北嶋:それまでの新規事業で得た知見に再現性を持たせて様々な企業に実装できれば、日本社会にとって非常に価値があると考えました。当時も新規事業支援を謳う会社はありましたが、その多くは「特定の会社の成功事例」や「シリコンバレー手法の輸入」といった断片的なものでした。
私は幸いにも、多様な企業で、様々な立場から新規事業に向き合ってきました。あらゆる企業に通用するレベルまで新規事業を体系化するには、この経験が不可欠であり、それを実現できるのは自分しかいないのではないかと考えました。単にお金や口を出すだけでなく、人や技術などのイノベーションキャピタルも包括的に提供し、ともに事業を生み出せるプラットフォームやインフラを作りたかったのです。
──その理念の背景には、既存の支援業界への強い問題意識があったのでしょうか。
北嶋:そもそもRelicは自分たちもリスクを取って共創しているのであって、支援者とか支援業界という括られ方をすること自体に違和感もありますが、いわゆる支援者側のレベルを、もっと引き上げる必要があると強く感じていました。挑戦するクライアントやパートナー以上に、私たち自身がリスクを取り、挑戦していなければ失礼ですし、説得力がありません。

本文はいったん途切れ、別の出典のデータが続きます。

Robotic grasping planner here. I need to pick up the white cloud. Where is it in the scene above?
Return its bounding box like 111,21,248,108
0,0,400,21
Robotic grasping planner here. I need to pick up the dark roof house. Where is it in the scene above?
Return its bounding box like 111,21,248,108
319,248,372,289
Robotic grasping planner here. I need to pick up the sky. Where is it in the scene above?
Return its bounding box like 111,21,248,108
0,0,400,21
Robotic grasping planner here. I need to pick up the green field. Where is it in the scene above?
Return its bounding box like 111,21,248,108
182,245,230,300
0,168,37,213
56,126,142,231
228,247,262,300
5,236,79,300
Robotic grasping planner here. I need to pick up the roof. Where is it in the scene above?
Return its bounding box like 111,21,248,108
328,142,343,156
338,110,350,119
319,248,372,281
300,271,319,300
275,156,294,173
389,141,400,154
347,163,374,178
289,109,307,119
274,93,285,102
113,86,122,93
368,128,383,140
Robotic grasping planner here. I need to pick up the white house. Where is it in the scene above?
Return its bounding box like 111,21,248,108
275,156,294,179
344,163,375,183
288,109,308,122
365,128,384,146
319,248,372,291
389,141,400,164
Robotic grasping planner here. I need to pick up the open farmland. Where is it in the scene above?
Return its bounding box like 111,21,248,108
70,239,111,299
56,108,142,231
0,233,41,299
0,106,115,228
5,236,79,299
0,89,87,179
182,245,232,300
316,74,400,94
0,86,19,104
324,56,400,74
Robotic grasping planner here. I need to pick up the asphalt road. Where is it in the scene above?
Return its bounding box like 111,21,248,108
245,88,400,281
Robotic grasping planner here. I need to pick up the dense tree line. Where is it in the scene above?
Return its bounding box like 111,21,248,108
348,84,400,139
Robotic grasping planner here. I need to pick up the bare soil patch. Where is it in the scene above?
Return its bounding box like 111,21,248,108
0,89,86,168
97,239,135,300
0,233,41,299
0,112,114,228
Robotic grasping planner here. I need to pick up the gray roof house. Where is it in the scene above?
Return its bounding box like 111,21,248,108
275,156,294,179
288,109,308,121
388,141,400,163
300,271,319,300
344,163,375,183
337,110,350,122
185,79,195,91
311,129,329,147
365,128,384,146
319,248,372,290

プロフェッショナルの知見、プロダクト・テクノロジー、そしてインベストメント。この3つを三位一体で提供することが、日本企業の変革には必要です。それらをワンストップで提供し、日本企業と共に事業を創造する「インフラ」を構築したいと考えました。
寄せられる相談は日本随一。10年で唯一無二のポジションを築く
──創業から10年で、どのような実績を積み重ねてこられましたか。
北嶋:これまで大企業からスタートアップまで5,000社以上の企業にプロダクトやサービスを提供し、共創してきました。
大企業では、大手通信企との取り組みは特に思い入れがあります。創業当初からのお付き合いで、制度面の進化と多様な事業創出の両面で成果が出ています。最初はオープンイノベーションプログラムから始まり、人事部や経営企画部と連携した全社的な新規事業プログラムへと発展。さらに、外部で機動的に動くべき事業の出口戦略としてカーブアウトやスピンアウトを前提とした現在の形に進化しています。この制度からは、創設後1年ほどで5〜6社がスピンアウトし、将来の上場を狙える企業も生まれています。

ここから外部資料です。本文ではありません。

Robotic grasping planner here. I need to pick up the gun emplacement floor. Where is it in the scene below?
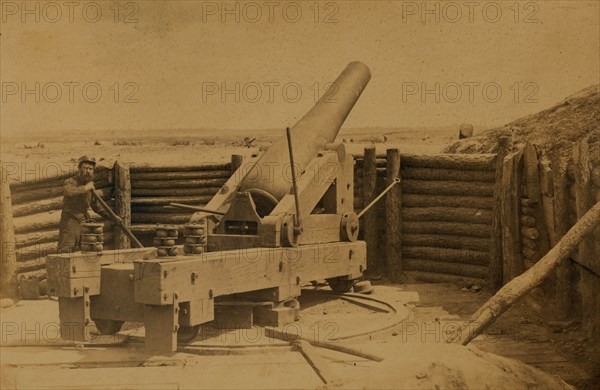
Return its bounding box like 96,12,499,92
1,284,592,389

スタートアップでは、IoTデバイスを手がけるハードウェアスタートアップ企業が印象的です。創業当初から支援に入り、月数台しか売れていなかったハードウェア売り切りモデルから、ハードウェアを無償提供する代わりにソフトウェアで月額課金を得るビジネスモデルへと転換させました。マーケティングやインサイドセールスの仕組みも構築し、月数十件のサブスク契約が取れる体制を整え、後に上場まで至る礎やきっかけ作りに大きく貢献できたと思います。
その他、上場AIベンチャー企業も、立ち上げ期からともに戦略を練り、現在も順調に成長を続けています。
この10年で、ありがたいことに日本で最も多くの新規事業に関する相談や協業依頼が集まるポジションを築けたと感じています。大企業、スタートアップ、自治体、大学などから幅広くお声がけいただける、「『株式会社日本』の新規事業開発室」とでも言うべき存在になってきたと自負しています。